Ne kadar kötü günlerden geçiyoruz.
“Zaten hep kötüydü” diyen pesimistleri haklı çıkarırcasına.
Kendi hayatlarımızdan geçtik de geleceğe ilişkin umutlarımızın taze filizleri olan gencecik fidanlarımızı toprağa vermeye başladık.
Üstelik, onların da umutlarını yerle yeksan ederek.
Ve bu güzelim ülkeyi yerle yeksan ettiğimizi bile bile.
Bile bile kıyıyoruz çocuklarımıza ve ülkemize.
Basit bir tiyatro uğruna.
İngiliz 7 komiser ile idare etti bu memleketi.
Kat kıravatla gezmezlerdi ortalıkta, haki elbiseler yeterliydi.
Çifter müsteşarları, onlarca müdürleri, şoförleri-korumaları yoktu.
Her amirin bir odası bir odacısı da yoktu.
Herkes Civil Servant yani halkın hizmetkarı idi.
Üzerinde güneşin batmadığı bir krallık olan Büyük Britanya bile “devletçilik” oynamadı bu topraklarda.

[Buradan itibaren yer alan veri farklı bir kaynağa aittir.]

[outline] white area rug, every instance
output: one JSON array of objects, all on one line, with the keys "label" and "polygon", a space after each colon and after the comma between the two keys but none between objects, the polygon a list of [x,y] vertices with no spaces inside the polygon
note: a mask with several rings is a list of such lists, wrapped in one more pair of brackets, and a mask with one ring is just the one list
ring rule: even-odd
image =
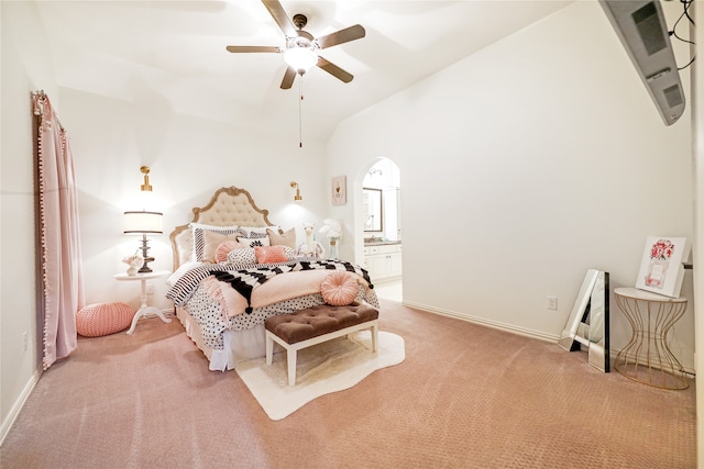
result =
[{"label": "white area rug", "polygon": [[380,331],[374,354],[372,334],[360,331],[349,339],[340,337],[298,350],[296,386],[287,386],[286,353],[278,346],[274,351],[271,366],[265,358],[257,358],[241,361],[234,368],[273,421],[323,394],[352,388],[375,370],[398,365],[406,358],[403,337]]}]

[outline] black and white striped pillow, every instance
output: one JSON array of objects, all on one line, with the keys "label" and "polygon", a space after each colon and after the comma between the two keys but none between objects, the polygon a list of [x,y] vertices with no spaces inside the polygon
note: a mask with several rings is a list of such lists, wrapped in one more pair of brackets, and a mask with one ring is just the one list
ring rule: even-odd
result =
[{"label": "black and white striped pillow", "polygon": [[194,255],[193,260],[198,263],[204,261],[204,253],[206,246],[206,238],[204,232],[210,231],[217,234],[227,235],[227,236],[242,236],[244,232],[240,230],[239,226],[216,226],[216,225],[206,225],[202,223],[191,223],[190,230],[193,232],[194,238]]}]

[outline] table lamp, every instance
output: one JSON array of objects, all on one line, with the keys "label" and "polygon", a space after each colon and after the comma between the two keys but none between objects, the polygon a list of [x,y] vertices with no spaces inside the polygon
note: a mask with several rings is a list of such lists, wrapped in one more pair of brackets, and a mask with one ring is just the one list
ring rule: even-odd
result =
[{"label": "table lamp", "polygon": [[124,212],[124,234],[142,235],[142,257],[144,257],[144,265],[139,270],[140,273],[151,272],[147,264],[154,261],[153,257],[148,257],[146,252],[148,250],[148,244],[146,239],[147,234],[162,234],[162,217],[163,213],[160,212]]}]

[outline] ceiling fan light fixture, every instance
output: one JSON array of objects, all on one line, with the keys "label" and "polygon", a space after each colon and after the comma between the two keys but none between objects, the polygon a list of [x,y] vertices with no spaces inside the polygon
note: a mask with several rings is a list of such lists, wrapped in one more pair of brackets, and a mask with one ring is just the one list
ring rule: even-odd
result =
[{"label": "ceiling fan light fixture", "polygon": [[318,54],[311,47],[296,46],[286,49],[284,60],[299,75],[304,75],[318,63]]}]

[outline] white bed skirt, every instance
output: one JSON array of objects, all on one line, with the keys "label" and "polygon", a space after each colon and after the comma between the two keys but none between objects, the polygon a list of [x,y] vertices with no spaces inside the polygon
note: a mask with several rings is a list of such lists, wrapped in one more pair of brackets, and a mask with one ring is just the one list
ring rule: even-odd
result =
[{"label": "white bed skirt", "polygon": [[200,326],[188,312],[177,306],[176,316],[186,328],[188,337],[210,361],[209,368],[211,370],[231,370],[240,361],[266,356],[264,324],[257,324],[245,331],[226,331],[223,334],[224,348],[222,350],[213,350],[204,343]]}]

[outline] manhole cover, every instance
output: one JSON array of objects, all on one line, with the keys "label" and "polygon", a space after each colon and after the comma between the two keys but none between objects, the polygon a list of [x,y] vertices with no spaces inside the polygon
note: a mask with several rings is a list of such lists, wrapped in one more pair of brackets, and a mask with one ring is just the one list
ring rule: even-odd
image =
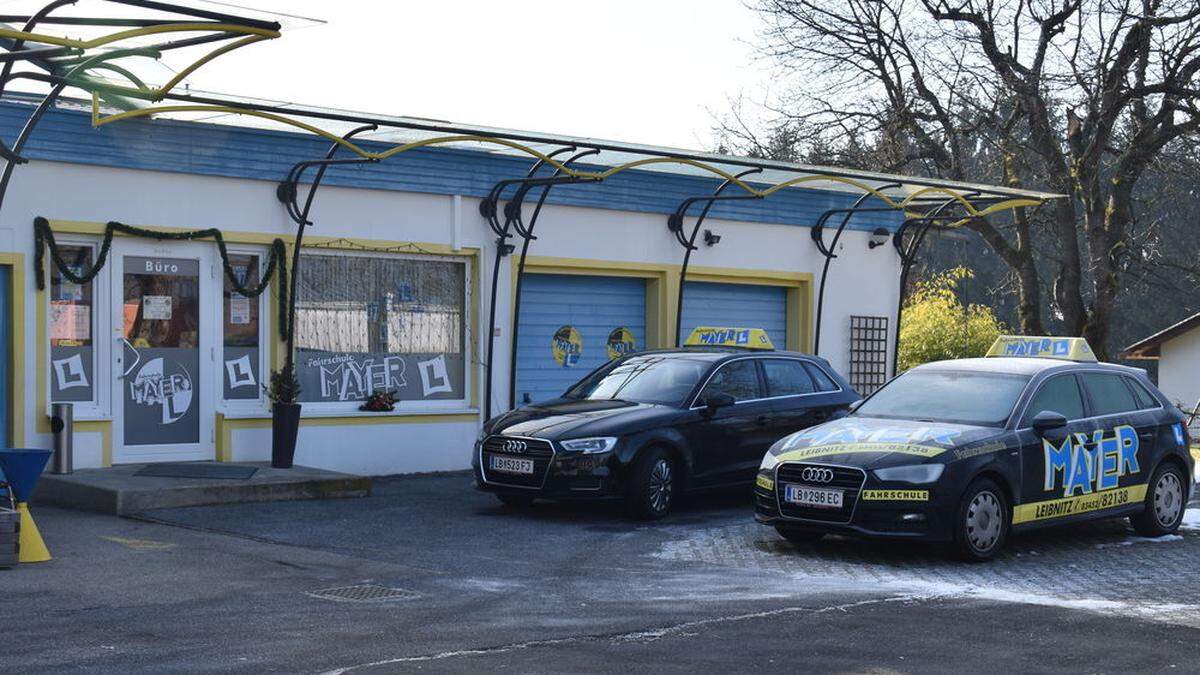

Devletin var olduğu ama vatandaşının sapır sapır öldüğü.
Acı gerçek nedir bilir misiniz?
Yönetenlerin keyfini sürdüğü bir devletimiz var.
Ama halkın acı çekiği bir düzenimiz.
Ve bu düzen değişmedikçe daha çok çocuklarımız ölecek.
Biz her gün ama her gün ağlayacağız.
Kahrolacağız.
Ama bu düzen sürüp gidecek.
Ta ki biz tükeninceye dek.
Sonra bir gün fiilen kalmayacağız bu topraklarda.
Başkaları, başka hayatlar sürecek.
Biz unutulup gideceğiz.
Tıpkı Kızılderililer gibi…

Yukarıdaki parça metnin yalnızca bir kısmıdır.